Could you please explain me the purpose of the three lines of code at the end of the for loop? This doesn't even get executed.
Actually never mind. I got it now. So, you don't have to explain the purpose of the lines of code.
Anyway, since the question arised: The last 3 lines handle the overflow. When incrementing an array with length n filled with all 9s, a new array with length n+1 is created to fit the result.

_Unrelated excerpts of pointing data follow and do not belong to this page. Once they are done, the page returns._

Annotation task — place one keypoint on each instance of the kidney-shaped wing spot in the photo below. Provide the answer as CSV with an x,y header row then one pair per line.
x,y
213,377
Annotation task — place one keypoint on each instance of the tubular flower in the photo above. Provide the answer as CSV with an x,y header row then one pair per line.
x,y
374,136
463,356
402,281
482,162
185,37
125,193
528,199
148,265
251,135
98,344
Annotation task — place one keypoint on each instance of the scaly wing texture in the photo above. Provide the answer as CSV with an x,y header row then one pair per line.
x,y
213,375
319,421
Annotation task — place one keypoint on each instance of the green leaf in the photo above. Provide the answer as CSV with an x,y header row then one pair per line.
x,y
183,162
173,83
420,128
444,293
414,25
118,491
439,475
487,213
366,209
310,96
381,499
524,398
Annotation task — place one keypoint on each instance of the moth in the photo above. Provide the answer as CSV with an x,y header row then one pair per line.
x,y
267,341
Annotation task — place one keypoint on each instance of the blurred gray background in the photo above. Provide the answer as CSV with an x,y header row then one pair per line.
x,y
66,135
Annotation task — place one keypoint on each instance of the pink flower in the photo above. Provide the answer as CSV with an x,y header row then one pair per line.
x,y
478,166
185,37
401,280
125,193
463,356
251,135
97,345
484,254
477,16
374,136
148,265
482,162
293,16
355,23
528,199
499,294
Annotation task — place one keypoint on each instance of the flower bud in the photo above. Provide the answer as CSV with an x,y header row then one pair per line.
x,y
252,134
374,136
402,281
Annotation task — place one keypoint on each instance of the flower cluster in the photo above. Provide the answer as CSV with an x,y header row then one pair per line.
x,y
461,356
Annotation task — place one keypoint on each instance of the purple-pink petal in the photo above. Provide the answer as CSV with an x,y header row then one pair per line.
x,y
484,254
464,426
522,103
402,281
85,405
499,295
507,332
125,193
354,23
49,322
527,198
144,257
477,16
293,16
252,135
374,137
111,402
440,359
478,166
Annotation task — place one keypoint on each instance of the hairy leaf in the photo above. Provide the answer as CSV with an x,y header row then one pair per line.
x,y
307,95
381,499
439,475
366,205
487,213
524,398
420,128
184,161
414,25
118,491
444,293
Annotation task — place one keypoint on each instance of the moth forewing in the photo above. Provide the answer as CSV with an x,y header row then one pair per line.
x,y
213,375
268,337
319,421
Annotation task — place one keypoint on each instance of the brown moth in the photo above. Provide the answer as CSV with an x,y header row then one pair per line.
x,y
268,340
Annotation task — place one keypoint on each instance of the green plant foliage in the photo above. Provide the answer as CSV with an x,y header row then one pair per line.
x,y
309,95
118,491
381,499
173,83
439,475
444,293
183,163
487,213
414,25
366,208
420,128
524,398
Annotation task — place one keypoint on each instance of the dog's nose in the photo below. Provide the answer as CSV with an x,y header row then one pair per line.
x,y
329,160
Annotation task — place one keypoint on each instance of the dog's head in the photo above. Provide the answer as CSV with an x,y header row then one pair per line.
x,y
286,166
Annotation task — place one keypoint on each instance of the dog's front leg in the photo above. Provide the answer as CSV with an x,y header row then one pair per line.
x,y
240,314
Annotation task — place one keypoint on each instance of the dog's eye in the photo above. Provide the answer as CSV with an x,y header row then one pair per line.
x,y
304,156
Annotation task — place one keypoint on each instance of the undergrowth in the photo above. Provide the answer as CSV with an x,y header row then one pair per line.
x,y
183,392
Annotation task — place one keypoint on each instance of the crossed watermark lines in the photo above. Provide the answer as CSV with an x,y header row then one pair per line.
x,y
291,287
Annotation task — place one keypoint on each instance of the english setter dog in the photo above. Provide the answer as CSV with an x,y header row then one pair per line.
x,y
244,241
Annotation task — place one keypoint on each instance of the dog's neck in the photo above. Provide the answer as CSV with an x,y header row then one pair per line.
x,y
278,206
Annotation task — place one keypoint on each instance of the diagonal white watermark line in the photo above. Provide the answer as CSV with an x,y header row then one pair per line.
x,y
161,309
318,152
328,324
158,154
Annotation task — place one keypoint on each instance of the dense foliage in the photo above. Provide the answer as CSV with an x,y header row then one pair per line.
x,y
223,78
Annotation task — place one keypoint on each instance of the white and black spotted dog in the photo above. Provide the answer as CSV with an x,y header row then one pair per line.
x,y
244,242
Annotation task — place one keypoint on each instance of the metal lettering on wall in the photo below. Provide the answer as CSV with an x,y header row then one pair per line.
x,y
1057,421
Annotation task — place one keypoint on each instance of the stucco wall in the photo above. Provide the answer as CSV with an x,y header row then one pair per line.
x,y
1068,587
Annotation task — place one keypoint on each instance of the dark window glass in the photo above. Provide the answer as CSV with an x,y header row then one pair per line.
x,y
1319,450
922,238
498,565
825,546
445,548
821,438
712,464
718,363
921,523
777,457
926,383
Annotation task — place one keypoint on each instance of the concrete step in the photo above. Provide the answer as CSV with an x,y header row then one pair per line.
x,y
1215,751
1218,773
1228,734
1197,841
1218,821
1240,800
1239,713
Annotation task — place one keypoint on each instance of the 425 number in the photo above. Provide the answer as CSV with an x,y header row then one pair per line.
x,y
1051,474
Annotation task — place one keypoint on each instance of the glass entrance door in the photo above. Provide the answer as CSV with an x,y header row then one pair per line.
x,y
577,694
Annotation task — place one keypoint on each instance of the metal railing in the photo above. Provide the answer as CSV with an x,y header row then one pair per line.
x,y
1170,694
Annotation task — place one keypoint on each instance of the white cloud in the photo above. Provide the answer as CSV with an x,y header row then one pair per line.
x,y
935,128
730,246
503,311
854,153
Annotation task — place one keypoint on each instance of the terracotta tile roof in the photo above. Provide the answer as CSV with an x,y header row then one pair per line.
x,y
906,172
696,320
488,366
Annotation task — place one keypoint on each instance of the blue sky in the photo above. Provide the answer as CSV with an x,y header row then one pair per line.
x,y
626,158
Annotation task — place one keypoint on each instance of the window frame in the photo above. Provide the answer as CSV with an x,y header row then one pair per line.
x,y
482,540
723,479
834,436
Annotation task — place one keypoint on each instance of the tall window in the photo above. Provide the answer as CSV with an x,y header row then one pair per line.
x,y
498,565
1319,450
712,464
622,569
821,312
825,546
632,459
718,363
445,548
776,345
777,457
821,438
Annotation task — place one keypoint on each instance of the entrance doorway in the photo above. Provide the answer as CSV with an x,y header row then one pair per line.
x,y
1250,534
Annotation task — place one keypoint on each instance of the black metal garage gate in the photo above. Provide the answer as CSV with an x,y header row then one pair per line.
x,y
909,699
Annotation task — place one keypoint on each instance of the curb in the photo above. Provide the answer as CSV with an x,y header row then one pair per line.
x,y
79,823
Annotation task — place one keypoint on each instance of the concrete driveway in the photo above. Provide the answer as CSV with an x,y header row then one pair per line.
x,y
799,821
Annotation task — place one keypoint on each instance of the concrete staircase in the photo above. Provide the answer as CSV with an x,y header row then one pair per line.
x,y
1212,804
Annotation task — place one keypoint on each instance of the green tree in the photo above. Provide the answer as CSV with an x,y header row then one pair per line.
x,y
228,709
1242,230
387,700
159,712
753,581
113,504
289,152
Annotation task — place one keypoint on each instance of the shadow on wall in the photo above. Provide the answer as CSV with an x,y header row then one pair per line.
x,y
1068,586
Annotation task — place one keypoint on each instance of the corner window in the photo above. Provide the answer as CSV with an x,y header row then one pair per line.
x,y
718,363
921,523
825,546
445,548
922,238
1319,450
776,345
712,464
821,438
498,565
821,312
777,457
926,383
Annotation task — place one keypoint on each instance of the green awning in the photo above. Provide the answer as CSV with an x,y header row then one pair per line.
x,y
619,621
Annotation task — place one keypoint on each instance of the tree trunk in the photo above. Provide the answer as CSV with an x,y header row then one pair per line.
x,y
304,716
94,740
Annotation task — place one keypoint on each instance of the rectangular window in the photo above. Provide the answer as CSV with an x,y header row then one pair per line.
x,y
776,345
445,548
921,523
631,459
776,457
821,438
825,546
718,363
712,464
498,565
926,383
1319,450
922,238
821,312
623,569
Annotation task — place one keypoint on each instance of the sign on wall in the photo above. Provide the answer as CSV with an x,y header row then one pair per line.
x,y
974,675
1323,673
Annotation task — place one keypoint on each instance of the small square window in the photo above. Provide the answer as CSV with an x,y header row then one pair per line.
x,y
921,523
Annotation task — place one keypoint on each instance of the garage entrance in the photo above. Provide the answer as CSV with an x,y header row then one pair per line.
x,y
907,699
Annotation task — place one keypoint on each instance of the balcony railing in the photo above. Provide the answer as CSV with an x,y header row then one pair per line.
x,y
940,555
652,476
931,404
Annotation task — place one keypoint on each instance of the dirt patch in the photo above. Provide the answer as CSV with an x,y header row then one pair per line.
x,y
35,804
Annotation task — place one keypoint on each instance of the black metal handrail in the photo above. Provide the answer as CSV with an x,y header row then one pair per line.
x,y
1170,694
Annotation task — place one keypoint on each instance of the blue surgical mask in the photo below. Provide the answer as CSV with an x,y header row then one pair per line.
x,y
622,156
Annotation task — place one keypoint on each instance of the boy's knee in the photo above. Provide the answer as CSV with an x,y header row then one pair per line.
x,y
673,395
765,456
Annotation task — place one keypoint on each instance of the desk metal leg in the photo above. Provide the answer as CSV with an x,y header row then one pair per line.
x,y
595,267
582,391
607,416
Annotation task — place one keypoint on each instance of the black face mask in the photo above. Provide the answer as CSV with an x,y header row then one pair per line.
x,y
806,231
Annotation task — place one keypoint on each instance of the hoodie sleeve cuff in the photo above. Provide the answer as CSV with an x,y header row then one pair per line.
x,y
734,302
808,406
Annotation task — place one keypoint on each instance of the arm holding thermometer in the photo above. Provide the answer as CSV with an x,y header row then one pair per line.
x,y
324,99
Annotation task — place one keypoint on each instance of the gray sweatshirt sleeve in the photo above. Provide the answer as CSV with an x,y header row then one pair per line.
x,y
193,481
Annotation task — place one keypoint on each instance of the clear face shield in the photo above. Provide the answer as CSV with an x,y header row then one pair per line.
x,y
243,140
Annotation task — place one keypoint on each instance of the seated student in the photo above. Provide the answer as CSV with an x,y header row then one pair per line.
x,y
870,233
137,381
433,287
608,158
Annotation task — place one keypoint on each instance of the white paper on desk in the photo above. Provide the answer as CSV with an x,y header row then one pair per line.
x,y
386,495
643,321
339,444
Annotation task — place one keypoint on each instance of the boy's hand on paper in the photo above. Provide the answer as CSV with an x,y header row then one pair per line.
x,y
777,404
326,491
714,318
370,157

Incrementing {9, 9} results in {1, 0, 0}.
@adityajain019 how so? Hint: The “last 3 lines” are executed if, and only if, the input is all 9’s in which case it return 1 followed by zeros where there were 9’s
My bad. removing my comment.
1

Solution of this problem is designed by using String
You can refer to this method which will return sum of 2 nos having input in String format.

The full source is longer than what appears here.